I nodded. “A few, yes. But just one big one for now: Where were you when Alma Gilhooly was shot?”
Evidently this was not the question he’d been expecting, because he drew back and demanded I apologize, in a cowboy sort of way: “Hey, hold on there, Lilly gal. I think you’d best take that back.”
“Duke, do me a favor. Just answer the question. I’m late for another appointment and I know we could sit around and jaw-jack this thing to death for another hour or two, but at the moment, I’m out of time and I’m just going to have to cut right to the bottom line. I apologize, but tell me now or I promise you that neither I nor any member of my family will give you any money to run for President.”
We like straight talk out West, and in less than a heartbeat, he gave me his aw-shucks grin.
“You’re right,” he said. “I’ve got nothing to hide, but the truth is, I can’t exactly remember who I was talking to, or rather listening to. All these cocktail parties run together. All I do is listen and hope the fellow will give me some money and vote for me. I just know it was someone or other, and then I saw you take off like a rabbit down the hall with your sidearm waving. I’ll work on remembering, though. Maybe Mercedes will recall, she’s a crackerjack in that department.” He grinned over at her, evidently unaware that she had been busy
securing Johnny Bourbon’s proxy at that time.
“Where can I reach you?” Mercedes asked.
“My office knows where I am every second,” I told her. “Right now, though, Richard and I are going to the airport to pick up his family.”
A tinge of what could have been envy flared in Mercedes’s eyes. “I tried to get Richard Jerome to fall in love with me when he first got to town, but I kept having to break our dates because of business. I regret it.”
I knew I didn’t need any reassurance that I’d made the right decision, but her expression was thoughtful and gave me a nice smug glow, deep down.
“Do you want me to assign a security detail to you and Duke?” I asked. “In case the letter-writer decides to try something before the meeting?”
“No, thanks,” Mercedes answered for both of them, although I could tell Duke was just itching to have a security contingent follow him around. “I’ll have our own security beefed up. We’ll be well protected.”
“What about security at the meeting? Can we help out there?”
“No. It’s already heavy. Always. These meetings are harder to get into than the White House.”
“All right,” I said. “Just call if you want us to augment it. Also, if any more stockholders or directors call to report they’ve received one of these letters, notify my office immediately and we’ll send someone to pick up the documents.”
We shook hands at the door to her office.

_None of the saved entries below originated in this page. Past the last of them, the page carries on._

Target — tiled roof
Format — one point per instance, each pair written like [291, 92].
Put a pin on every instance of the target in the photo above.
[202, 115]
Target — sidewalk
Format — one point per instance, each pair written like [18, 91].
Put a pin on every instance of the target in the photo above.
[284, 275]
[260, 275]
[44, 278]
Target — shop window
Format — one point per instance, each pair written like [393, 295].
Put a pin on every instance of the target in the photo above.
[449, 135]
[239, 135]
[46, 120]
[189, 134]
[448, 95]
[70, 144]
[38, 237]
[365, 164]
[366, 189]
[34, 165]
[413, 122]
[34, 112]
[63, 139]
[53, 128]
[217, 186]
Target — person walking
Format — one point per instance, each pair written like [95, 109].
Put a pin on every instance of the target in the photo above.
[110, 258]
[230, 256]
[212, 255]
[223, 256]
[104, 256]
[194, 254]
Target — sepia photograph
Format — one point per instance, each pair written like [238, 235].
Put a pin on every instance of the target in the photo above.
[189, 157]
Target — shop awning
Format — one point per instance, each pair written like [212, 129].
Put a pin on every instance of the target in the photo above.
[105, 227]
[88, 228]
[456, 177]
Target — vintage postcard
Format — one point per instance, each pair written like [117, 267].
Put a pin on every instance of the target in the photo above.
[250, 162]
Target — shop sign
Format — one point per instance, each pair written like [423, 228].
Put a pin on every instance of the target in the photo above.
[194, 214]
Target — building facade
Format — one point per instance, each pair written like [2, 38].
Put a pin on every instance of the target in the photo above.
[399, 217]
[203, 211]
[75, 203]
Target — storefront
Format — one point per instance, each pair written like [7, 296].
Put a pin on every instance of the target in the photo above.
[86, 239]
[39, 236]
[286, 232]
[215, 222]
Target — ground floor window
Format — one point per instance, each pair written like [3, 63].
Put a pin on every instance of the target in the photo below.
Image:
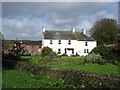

“You’re lucky,” she said to me.
“I know. I’ll be in touch.”
“This is an incredible situation,” I said to Richard as I settled myself comfortably in the tan leather seat of his big old Mercedes convertible. Elias followed in his Suburban as we cruised out to the airport. Shortly it emerged like the Emerald City in the middle of nowhere on several thousand acres my father had sold to the City of Roundup after negotiating to retain the oil, gas, and mineral rights.